About versions for their operating systems
As you well know, today Visual SEO is only available for Windows, while Screaming Frog has versions for Windows, Mac, and Linux. I wish I had a euro for each time they asked me whether there is a Mac version. It’s not only a matter of smaller amount of market share reached… For example A.S. (Editor’s note: a well-known International SEO) when I met her would gladly have given it a try, but she’s a Mac user! An opportunity missed!
Programs coded in Java are much more portable: Java runtimes are distributed for all platforms since years. The look’n’feel might be awful, but porting is more straightforward, and has much lower development costs.
.net was born copying Java as much as possible, and is made with a run-time – a virtual processor – exactly like Java is, but Microsoft for years never invested to have it ported to other operating systems. Some have tried, the most successful attempt is called Mono, a .net version running on Linux and Mac. Since about one year Microsoft itself also is investing on porting the platform to other architectures (in part I believe in partnership with Mono).
This is to say that porting Visual SEO on the Mac is feasible, with some sacrifice.
We always have been careful to chose components which wouldn’t pose an obstacle to a porting (the most notable exception is the screenshots part, relying on an embedded version of IE, but we want to change it anyway). The Mono port is still at a very early stage, we timidly tried some parts, and had to procrastinate to follow other priorities. During the next months we will try again, helped by an external resource.
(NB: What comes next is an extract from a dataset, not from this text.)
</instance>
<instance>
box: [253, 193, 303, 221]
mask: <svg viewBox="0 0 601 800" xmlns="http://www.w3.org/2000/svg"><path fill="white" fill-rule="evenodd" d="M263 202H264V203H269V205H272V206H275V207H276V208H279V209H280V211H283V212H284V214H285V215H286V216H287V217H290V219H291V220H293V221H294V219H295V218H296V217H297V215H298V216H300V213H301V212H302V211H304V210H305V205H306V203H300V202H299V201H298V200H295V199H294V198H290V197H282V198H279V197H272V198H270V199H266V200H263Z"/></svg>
I have no idea how much a Mac version will expand our reach to potential customers. Some insist to say in SEO / Web Marketing world Mac has more than 50% share. I never found a credible statistic by niche. According to this source for desktop systems Windows dominates with the lion share, and Mac has less than 10%. Knowing the statistics per niche would help to better estimate how much to budget for the porting (I might ask Andrea Pernici to check Analytics of Forum GT). Porting to Mono would permit having both a Mac and a Linux version; sincerely at the moment I’m more interested in a Mac version, a Linux version at least at the beginning would be more a maintenance burden to have only few users more.